Blood smears show anisopoikilocytosis with the presence of schistocytes, tear-drops, and macrocytes. Basophilic stippling is present. Granulocytic series may show hypogranulation and hyposegmentation. Giant and/or hypogranular platelets are often present. Various numbers of nucleated red blood cells and blasts are often present.
Treatment of Acute Erythroleukemia
Santos et al reported on clinical outcomes of AML M6 in 91 patients treated at a single institution [rx]. The study investigators found no statistically significant difference in survival between M6 and other AML subtypes (p = 0.60). This was confirmed on a multivariate analysis for overall survival where AML-M6 was not an independent risk factor.
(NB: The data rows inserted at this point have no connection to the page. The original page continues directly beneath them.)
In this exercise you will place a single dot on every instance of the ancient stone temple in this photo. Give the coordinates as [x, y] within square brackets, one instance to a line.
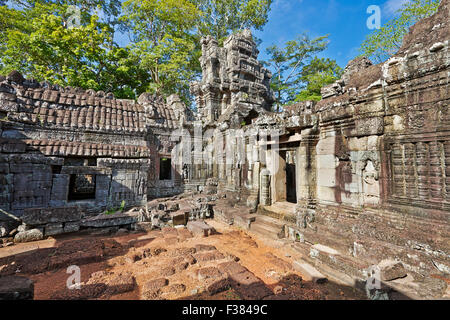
[359, 178]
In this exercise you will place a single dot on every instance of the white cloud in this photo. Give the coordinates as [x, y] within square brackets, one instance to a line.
[390, 7]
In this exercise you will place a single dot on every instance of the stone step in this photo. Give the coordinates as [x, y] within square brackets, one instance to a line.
[266, 226]
[341, 263]
[244, 220]
[269, 221]
[111, 220]
[264, 231]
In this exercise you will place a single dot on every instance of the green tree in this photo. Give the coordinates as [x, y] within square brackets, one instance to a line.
[220, 18]
[317, 74]
[287, 65]
[162, 41]
[386, 41]
[165, 35]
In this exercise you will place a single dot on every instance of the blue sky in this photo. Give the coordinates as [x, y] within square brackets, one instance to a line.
[343, 20]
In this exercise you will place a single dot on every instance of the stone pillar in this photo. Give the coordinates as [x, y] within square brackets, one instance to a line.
[265, 199]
The median overall survival of the overall M6 cohort was approximately 9 months and significantly lower in the M6b cohort (Pure Erythroid) compared with M6a (15 weeks vs 39 weeks, p = 0.007). Interestingly, the subtype of AML-M6 (6a and 6b) was not an independent prognostic factor for disease-free and overall survival. The authors concluded that AML-M6 by itself did not carry additional prognostic import.
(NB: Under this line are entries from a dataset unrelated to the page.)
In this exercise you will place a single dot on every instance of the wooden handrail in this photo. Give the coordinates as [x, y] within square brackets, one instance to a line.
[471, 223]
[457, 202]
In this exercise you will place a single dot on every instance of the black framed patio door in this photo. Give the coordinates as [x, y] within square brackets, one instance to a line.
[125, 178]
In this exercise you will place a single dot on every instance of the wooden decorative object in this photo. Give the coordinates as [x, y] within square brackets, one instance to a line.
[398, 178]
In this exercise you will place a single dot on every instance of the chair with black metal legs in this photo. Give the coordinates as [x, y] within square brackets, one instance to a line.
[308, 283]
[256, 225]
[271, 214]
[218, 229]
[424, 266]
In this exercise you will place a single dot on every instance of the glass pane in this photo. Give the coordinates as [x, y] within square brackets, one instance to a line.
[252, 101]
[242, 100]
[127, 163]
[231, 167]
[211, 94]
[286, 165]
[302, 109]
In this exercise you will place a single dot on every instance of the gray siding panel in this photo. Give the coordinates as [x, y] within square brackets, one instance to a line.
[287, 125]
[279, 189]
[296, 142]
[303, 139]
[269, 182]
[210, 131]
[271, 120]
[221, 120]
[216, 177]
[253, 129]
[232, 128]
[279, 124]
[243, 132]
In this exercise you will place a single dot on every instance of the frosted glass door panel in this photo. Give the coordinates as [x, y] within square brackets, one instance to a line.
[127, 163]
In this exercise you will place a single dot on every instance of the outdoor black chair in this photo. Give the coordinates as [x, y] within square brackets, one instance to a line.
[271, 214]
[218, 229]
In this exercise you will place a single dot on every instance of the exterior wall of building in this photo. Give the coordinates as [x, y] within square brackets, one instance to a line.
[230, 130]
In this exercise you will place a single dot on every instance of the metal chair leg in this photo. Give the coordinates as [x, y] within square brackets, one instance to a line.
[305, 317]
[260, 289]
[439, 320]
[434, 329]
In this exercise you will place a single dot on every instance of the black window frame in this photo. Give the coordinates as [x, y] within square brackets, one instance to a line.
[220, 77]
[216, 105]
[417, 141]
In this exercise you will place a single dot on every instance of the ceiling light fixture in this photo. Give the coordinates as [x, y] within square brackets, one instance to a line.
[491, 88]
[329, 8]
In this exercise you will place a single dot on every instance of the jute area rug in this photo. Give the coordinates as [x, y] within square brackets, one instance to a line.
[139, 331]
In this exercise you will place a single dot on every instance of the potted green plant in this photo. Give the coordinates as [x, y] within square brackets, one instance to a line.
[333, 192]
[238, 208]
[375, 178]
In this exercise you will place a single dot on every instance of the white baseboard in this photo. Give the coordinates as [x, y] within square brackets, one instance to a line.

Recent emphasis has been the evaluation of the efficacy of hypomethylating agents in the treating TP53 mutated leukemia due their ability to function through p53 independent mechanisms to affect responses. A recent clinical study supporting these mechanisms of action reported high response rates with a 10-day regimen of decitabine in TP53 mutated AML and myelodysplastic syndrome (MDS) [rx]. In a study of 36 AEL patients (81% classifiable as MDS, per 2016 WHO), decitabine-10 day regimens showed comparable overall survival and a non-significant trend towards improved event-free survival when compared with cytarabine-based regimens [rx].
PEL is associated with complex and high-risk karyotypes including chromosomes 5q and 7q abnormalities [rx]. In a study evaluating patients with erythroid-predominant myeloid neoplasms, morphologic features of PEL, adverse risk cytogenetics, and other features such as hypoalbuminemia and high serum lactate dehydrogenase emerged as independent prognostic factors of death [rx]. Whether prognosis in erythroleukemia links solely to its association with unfavorable karyotype or relates also to additional disease-specific characteristics, is not well-understood. Median survival among PEL patients is 1–3 months, with no survival differences observed in patients treated with intensive chemotherapy versus hypomethylating agents (HMA) [rx, rx, rx]. A more recent multinational study evaluating clinical outcomes of 217 patients with acute erythroleukemia demonstrated that intensive chemotherapy was superior to hypomethylating agents in affecting overall response but not associated with superior progression-free or overall survival. Importantly, however, patients with high-risk cytogenetics treated with HMA lived longer compared with intensive chemotherapy. The excellent therapeutic sensitivity to hypomethylating agents appears selective to the decitabine-10 day regimen and given the dismal outcomes with PEL and its association with high-risk cytogenetics, prospective evaluation of 10-day decitabine is needed. It must be noted that while this may represent a good treatment option for patients not ultimately going to transplant, the standard of care for a transplant-eligible patient would be induction chemotherapy based on the current body of evidence Allogeneic hematopoietic cell transplantation improves outcomes of AEL and should be considered in all AEL patients with high-risk cytogenetic features eligible for transplantation [rx]. Nevertheless, studies are yet to reassess the role of transplant in PEL as currently defined in 2016 WHO classification.
Novel therapies based on a more detailed understanding of dysregulated TP53-related molecular pathways may predictably improve current outcomes in PEL patients.